Cybersecurity is the biggest concern for companies evaluating risk in the nascent self-driving vehicle industry, according to a survey conducted by Munich Re.
The world’s second-biggest reinsurer found that 55 percent of corporate risk managers surveyed named cybersecurity as their top concern about self-driving cars. Cybersecurity included the potential hacking of an automated car’s data systems as well as the failure of smart road infrastructure, Munich Re said in an e-mail.
“Cybersecurity is a new exposure when it comes to automobiles,” Mike Scrudato, head of Munich Re’s mobility operations, said in a telephone interview. “One of the factors that could increase premiums is the cyber exposure because there is no real cyber product being purchased in relation to auto today.”
The question of how to allocate liability when autonomous and non-autonomous vehicles share the roads was the main concern for 27 percent of respondents. The risks of autonomous cars have grown more prominent after several crashes involving Tesla Motors Inc. vehicles’ Autopilot feature, including the first fatal wreck when a Model S slammed into an 18-wheeler crossing a Florida highway. Safety was the top concern of six percent of the risk managers surveyed.

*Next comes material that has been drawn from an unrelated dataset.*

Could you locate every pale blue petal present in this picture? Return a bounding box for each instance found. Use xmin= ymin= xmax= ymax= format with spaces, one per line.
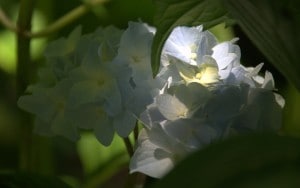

Most companies aren’t yet prepared for the rollout of self-driving vehicles, reflecting skepticism that the cars will arrive on American roads inside the next five years. Some 64 percent have done no preparation for autonomous vehicles hitting the market, according to the survey of more than 100 of corporate risk managers across all industries conducted by Munich Re at a risk and insurance conference in San Diego in April.